Thursday, December 17, 2009

The Grand Finale.

The closing for our home in upstate NY was originally scheduled for December 15, but was changed to December 28 since the buyers were going out of town. Today, I took all the real estate closing documents to a notary to get finalized and sent back to the attorney.

As I stood there signing my name in about 20 different places, it occurred to me that with each signature (literally signing my life away), I'm further away from the home that Matt and I built together and started our life in. The home in which we brought first Jacob to, and then Sydney. The home we made wonderful memories in and filled with love. Signing those documents ended up to be tougher than I thought it would be.

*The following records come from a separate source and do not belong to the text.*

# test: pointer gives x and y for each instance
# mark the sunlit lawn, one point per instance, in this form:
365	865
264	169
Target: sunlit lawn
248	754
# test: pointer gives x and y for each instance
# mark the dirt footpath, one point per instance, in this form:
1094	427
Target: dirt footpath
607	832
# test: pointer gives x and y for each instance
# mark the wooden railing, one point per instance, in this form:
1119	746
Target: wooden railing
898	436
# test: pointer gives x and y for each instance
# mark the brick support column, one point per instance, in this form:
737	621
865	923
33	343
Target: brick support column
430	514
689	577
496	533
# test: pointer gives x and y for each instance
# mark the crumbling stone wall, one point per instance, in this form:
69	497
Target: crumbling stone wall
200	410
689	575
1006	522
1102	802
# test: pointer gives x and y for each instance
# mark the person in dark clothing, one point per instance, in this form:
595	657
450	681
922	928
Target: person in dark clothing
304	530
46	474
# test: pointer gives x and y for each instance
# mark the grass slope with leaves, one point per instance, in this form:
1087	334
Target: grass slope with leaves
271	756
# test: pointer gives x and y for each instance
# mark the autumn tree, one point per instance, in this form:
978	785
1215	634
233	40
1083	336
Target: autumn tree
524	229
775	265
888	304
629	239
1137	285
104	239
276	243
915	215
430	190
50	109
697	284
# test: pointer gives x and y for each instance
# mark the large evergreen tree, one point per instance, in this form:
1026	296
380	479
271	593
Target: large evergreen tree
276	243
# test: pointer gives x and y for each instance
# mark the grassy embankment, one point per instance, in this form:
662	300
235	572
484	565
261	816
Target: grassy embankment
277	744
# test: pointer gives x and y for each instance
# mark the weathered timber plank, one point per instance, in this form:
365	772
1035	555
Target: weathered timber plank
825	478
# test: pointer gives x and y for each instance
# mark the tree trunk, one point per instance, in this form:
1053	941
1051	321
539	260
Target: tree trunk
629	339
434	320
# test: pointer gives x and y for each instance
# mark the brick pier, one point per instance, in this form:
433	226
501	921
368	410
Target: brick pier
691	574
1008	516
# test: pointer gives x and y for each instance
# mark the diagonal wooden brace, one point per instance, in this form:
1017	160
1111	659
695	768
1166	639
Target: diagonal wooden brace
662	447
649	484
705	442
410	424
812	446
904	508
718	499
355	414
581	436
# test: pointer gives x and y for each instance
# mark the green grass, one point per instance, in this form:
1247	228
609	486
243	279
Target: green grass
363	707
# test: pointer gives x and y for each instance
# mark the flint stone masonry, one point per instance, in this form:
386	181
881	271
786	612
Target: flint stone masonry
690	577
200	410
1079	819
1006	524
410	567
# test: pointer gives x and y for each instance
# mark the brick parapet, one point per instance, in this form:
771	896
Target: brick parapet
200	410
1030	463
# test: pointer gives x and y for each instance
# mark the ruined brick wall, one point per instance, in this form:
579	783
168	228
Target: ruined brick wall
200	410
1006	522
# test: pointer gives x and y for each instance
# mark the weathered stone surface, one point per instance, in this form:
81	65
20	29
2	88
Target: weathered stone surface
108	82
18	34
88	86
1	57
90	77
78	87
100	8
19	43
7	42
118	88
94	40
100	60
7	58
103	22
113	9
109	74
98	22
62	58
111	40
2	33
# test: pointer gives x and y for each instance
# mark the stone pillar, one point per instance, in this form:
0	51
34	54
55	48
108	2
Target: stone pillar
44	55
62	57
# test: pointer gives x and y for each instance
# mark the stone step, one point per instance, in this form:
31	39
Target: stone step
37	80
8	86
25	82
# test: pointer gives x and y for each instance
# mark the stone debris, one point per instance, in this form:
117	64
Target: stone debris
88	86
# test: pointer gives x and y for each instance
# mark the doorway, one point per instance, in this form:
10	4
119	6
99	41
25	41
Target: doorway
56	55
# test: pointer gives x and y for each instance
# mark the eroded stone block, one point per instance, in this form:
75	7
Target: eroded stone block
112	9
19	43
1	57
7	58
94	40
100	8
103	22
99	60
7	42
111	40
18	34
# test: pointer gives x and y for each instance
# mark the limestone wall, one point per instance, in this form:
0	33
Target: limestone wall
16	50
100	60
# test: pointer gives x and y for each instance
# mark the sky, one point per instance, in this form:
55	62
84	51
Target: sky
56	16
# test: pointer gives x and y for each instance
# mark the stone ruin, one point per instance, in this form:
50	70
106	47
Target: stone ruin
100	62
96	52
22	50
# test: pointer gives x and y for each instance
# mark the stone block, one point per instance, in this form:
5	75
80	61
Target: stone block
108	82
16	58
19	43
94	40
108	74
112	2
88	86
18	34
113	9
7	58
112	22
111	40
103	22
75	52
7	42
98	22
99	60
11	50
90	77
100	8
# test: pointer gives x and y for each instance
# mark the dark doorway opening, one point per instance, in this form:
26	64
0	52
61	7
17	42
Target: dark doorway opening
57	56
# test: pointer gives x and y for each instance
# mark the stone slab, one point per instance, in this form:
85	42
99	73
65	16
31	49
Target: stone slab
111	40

I flashed back so vividly to when Matt and I sat together at the large rectangular table in an office where we signed our names in about 50 different places to start our home together. I remember feeling the emotions from that moment - stomach-flipping excitement, stress about now holding a mortgage, but mostly happiness and feeling so grown up.

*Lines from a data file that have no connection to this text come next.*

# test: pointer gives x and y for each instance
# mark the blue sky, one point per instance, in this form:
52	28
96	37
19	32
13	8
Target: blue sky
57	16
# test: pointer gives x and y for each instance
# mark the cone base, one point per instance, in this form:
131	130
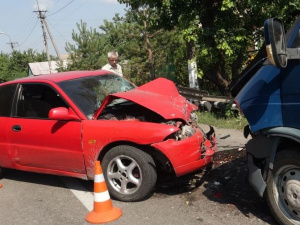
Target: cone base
104	217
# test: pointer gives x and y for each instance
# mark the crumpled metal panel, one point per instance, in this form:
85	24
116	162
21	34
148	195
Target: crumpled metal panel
160	96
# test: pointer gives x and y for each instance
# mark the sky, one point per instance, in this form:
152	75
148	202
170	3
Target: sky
20	25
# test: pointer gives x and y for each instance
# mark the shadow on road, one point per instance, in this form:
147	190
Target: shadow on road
225	183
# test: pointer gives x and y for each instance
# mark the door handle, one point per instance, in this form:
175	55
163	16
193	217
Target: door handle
16	128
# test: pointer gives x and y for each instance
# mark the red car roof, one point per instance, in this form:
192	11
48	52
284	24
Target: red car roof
58	77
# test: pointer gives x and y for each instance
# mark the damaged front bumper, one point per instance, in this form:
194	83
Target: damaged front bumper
189	155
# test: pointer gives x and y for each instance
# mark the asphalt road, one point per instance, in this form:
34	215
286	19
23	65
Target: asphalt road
217	196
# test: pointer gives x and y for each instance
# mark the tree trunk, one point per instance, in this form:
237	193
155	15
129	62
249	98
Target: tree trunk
192	65
148	46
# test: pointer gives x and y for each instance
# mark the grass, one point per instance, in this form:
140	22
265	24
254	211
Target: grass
237	122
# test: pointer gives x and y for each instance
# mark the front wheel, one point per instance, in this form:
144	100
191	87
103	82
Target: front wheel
129	172
283	187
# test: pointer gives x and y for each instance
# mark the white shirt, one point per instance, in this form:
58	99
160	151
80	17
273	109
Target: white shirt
118	70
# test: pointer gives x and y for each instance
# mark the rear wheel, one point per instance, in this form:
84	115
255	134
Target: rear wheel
283	187
129	172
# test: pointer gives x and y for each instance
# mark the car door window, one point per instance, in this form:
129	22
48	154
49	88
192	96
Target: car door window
6	99
36	100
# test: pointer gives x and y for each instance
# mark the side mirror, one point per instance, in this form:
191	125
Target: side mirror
62	113
276	42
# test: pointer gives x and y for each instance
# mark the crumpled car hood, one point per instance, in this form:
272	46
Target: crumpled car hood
160	96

As I was signing today, it was the first time I felt a twinge of regret, thinking maybe I should have stayed there and held onto it for the kids since their daddy built it, but the feeling only lasted for a moment. I know I made the right decision for us at this time in our lives.

It's just so hard to let go. Our beautiful home. Our beautiful life.

6 comments:

Anonymous said...

sweet Andrea...I can't even imagine...I wish I was there to give you one of your big hugs back to you! You are so strong, your new home is filled with much love too, although I know it is missing that very special piece...I so wish it were different for you all. Your family is so loving and warm, I know Matt was an important part of that specialness...xoxo
Jeffra

Notes From the Grove said...

Thank you for being so open. So honest. I work with Tonya--sometimes she comments your blog. She lost the love of her life in an accident too. I think of you both often and am always sending you so much love.

Shannon said...

I think once the papers are signed, it will be a huge weight lifted off your shoulder's. You don't sem to have any regrets moving. I don't think you would have been able to "move-on" had you stayed there. Too many memories. Not that memories aren't good. Just being in the house would have driven you crazy. You can take memories anywhere! God Luck Andrea! You really are "my hero!" Sound corny? Maybe. I just don't know I could do the things that you have accomplished and survived with two kids in tow. You are so strong. I really hope you meet a great guy someday. No one deserves it more!!!

Robin said...

It's good that you are confident in your decision. That probably makes it slightly easier, though I am sure it is hard to let go of that (huge) piece of your life together. Peace to you.

Mama_Bear_Sarah said...

After Brett died several people asked if we were going to move since he died in our home. This is where our memories are, this is where we'll stay. I get it, I so get it.

Danielle said...

I bet that was so hard for you. I too think you are doing the right thing for your kids. You are a good mommy and Matt will always be with you!